Ross points to a growing consensus among psychologists and other researchers that bias is ubiquitous in our daily lives. And nearly all of it is unconscious, these experts maintain. Among 50 shoppers interviewed after they bought either French or German wine, only a handful said they had noticed the background music they heard while scanning selections, for example.

The author advises individuals and organizations to “recognize that bias is a normal part of the human experience”—one that will lurk behind almost every organizational decision made.

The last couple of chapters of Everyday Bias are devoted not to eliminating bias (which Ross believes is impossible) but to turning a flashlight on this human trait. He suggests that we develop “the capacity for self-observation” (noticing our own reactions, interpretations, and judgments), and that we practice “constructive uncertainty” (recognizing that other reactions, interpretations, and judgments may be valid). The goal is to make ourselves more aware of our “unconscious judgments.”

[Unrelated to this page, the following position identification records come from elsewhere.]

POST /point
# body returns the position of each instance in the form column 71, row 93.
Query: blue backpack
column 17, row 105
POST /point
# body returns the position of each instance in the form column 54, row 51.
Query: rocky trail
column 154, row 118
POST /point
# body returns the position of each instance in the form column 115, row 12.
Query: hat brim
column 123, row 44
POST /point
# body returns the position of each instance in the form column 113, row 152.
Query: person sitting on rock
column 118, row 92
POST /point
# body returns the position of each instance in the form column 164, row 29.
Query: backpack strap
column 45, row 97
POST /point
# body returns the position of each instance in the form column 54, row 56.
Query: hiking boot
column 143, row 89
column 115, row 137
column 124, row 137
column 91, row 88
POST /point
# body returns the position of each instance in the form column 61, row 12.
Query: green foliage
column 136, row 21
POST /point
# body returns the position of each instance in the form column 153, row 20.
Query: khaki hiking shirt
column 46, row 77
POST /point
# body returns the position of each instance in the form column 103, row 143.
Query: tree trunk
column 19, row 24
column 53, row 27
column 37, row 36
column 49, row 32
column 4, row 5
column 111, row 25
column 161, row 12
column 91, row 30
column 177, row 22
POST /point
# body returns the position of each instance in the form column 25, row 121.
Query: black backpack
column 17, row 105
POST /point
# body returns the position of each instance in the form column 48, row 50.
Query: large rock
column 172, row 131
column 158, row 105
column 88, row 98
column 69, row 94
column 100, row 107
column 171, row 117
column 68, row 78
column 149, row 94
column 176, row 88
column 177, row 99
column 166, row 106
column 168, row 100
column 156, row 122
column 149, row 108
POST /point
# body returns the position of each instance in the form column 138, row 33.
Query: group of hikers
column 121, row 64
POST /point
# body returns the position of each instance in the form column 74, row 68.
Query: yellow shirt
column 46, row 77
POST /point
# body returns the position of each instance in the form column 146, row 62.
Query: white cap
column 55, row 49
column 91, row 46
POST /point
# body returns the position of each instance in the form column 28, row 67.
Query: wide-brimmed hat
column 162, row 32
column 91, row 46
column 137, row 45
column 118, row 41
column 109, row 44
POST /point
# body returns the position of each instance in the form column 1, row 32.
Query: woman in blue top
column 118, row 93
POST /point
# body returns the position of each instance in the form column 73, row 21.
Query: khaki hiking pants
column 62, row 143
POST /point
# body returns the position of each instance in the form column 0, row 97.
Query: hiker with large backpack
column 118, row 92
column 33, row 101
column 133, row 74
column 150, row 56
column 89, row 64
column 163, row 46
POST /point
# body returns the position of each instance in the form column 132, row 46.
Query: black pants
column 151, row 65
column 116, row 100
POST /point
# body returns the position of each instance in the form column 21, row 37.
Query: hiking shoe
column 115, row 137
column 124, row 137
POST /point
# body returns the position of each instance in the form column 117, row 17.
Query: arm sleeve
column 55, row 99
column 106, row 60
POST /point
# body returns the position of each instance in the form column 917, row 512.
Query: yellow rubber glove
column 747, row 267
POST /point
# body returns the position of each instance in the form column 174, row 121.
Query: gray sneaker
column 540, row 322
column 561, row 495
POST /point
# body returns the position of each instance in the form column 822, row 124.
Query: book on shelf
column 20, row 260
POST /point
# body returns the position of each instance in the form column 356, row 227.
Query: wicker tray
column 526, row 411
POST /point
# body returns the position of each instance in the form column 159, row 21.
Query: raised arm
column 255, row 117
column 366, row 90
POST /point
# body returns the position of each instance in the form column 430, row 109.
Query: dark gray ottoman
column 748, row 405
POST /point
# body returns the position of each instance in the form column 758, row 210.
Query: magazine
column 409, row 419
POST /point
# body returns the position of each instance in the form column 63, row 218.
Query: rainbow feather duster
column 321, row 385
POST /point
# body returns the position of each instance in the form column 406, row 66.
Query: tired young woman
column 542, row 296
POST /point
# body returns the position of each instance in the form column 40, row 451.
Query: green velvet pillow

As humans, we have a powerful bias toward what we already think and know. That’s why the liberal arts are an important part of almost any top-quality undergraduate education. A well-rounded higher education can expand the lives of young men and women as they discover that hard-held opinions are open to questions and multiple interpretations. At the Carroll School, we have instituted a number of changes in our Core Curriculum that make it far easier for students to embrace the liberal arts as well as their management concentration. As they pursue majors and minors in the arts and sciences, they develop the habit of working with new and different ideas.

In the fall, every Carroll School freshman also takes the required Portico course, which delves deeply into business, ethics, and the liberal arts. This distinctive three-credit course includes regular small-group reflection sessions in which students explicitly connect their studies with their lives, choices, and callings. They are examining their biases and other preconceptions, practically from the moment they enter college.